Now we’re making much more process. Your output is much closer to what blockchain is expected to look like. Finally, we’re going to check how valid our blockchain is. We’ll create an isChain Valid () Boolean method in our Test class. This will loop through all of the blocks we’ve created so far, and it will compare the hash to see if it’s equal to the calculated hash and so on.

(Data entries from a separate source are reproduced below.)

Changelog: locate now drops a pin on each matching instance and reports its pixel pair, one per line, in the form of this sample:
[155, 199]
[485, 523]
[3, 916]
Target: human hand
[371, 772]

public static Boolean isChainValid() {
    Block currentBlock;
    Block previousBlock;
   
    for(int i=1; i < blockchain.size(); i++) {
        currentBlock = blockchain.get(i);
        previousBlock = blockchain.get(i-1);
        if(!currentBlock.hash.equals(currentBlock.calculateHash()) ){
            System.out.println(“Current Hashes not equal”);           
            return false;
        }
        if(!previousBlock.hash.equals(currentBlock.previousHash) ) {
            System.out.println(“Previous Hashes not equal”);
            return false;
        }
    }
    return true;
}

With this code, if there is any change to the blocks then you’ll get a false return. If you get a true response, you’ve successfully done it. You made blocks of stored data with a unique digital signature that ties the whole thing together. You’re ready to start mining.

Final Thoughts

Because blockchains are decentralized, there’s no one authority to set rules for accepted transactions. Blockchain involves a level of trust since these transactions are stored on an open network. Though there is a lot of confusion around this technology, as you can see above, it’s not as complicated as many make it out to be.

As more developers try to tackle their own mining endeavors, we’re seeing more tools to help them along. Software like Loggly and Microsoft Azure are designed to make blockchains easier and more accessible. There’s a lot of reasons for developers to explore the world of blockchain. First, it’s relatively simple to learn, as you can see above, and it also is expected to be an in-demand career in the near future.  

While blockchain isn’t some magical database in the clouds, it is a modern solution for complex and technical transactions. There’s no doubt that this technology is here to stay. Only time will tell just how it will continue to be applied in the future.